The Third Cornerstone: Economic Relations

It makes no sense to talk of hunger and poverty in generalities when the mass of the world's poor and the poorest of the poor are women and children. Many studies show that in most regions of the developing world women allocate far more of their resources to their families than men do. Development policies must shift their focus to women, and we must include the work of caring and caregiving – still performed primarily by women worldwide in the "informal" economy – in national and international systems of economic measurement and accounting (since they are not included in either GDP or GNP).

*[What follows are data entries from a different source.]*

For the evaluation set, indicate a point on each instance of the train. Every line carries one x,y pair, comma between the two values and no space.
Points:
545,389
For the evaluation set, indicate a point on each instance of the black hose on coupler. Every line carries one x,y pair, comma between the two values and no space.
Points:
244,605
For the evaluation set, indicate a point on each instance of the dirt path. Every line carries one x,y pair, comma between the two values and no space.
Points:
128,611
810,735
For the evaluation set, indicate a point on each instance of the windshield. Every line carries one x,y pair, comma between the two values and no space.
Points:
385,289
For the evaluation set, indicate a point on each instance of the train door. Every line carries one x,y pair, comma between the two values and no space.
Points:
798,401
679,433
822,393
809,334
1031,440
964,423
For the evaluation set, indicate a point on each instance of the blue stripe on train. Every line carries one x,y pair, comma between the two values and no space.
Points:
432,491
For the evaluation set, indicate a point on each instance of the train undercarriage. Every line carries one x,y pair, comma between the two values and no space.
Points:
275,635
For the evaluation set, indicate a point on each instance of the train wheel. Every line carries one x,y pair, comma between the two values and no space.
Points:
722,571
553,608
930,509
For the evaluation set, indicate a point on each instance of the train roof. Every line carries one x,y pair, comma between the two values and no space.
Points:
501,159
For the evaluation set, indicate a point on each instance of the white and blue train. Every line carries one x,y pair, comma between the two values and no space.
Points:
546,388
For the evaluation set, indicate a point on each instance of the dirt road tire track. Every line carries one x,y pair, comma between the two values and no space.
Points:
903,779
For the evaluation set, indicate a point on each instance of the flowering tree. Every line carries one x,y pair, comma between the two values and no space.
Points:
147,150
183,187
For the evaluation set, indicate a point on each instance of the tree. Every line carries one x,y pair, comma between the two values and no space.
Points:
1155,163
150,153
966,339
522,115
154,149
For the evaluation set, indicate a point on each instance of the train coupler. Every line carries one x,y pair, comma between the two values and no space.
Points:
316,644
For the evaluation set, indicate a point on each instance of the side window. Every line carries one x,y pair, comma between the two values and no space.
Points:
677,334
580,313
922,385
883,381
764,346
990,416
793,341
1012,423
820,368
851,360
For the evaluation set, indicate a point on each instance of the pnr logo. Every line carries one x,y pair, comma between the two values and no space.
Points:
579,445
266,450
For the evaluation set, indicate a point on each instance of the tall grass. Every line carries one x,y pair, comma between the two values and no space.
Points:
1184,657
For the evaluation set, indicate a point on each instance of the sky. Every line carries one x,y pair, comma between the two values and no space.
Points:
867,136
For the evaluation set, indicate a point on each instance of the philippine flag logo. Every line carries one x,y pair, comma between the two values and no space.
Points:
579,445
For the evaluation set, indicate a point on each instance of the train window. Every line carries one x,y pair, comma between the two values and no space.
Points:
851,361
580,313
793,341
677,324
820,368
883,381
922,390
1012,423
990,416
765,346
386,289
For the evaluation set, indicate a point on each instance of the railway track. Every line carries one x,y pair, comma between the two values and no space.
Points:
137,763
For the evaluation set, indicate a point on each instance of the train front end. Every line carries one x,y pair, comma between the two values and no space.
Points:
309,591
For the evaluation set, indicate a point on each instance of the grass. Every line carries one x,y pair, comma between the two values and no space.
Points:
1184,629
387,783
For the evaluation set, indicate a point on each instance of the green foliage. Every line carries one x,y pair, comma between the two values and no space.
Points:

We should encourage and reward economic and social inventions that assign value to caring and caregiving work in both the market and non-market economic sectors. For example, we have national programs to train soldiers to kill people - and we offer these soldiers pensions. By contrast, we have no national programs to train women and men to effectively care for children - even though we have gained solid scientific knowledge about what is and is not effective and humane childcare.

People need meaningful work. Is there any more important or meaningful work than caring for other humans, particularly our children, and for our natural environment? In the dominator model, work is motivated primarily by fear and the artificial creation of scarcities through wars and misallocations and misdistributions of resources. Redefining what productive work is allows us to imbue work with what it lacks in a dominator system: a spiritual dimension.

The Fourth Cornerstone: Beliefs, Stories, and Spirituality

As more and more of us come to realize that partnership is a viable possibility for human society, our understanding of spirituality may change radically: not merely an escape to otherworldly realms, spirituality offers us the opportunity for active engagement in creating a better world right here on Earth.

But to spread this consciousness will require what I have called spiritual courage: the courage of political, religious, educational, and business leaders to actively oppose injustice and cruelty in all spheres of life. We must summon great bravery to end domination and violence not only in international relations but also in intimate relations, not only in the so-called public sphere of politics and business but in the so-called private sphere of parent-child, gender, and sexual relations. Domination and violence have been with many of us a long time – they may even be part of our most deeply ingrained traditions– and challenging this heritage will be unpopular at best, dangerous at worst.

But it must be done.

Only if we consciously and concertedly build these four foundations for a partnership way of living can we move from a violent dominator culture to a more equitable, peaceful, and sustainable future for ourselves, our children, and generations still to come.

“It is not enough to talk about peace. One must believe in it.
And it isn’t enough to believe in it. One must work at it.”
Eleanor Roosevelt


This essay was published in Stop the Next War Now: Effective Responses to Violence and Terrorism, edited by Medea Benjamin and Jodie Evans, Maui, Hawaii: Inner Ocean Publishing, 2005. A different version first appeared in Tikkun May-June 1998.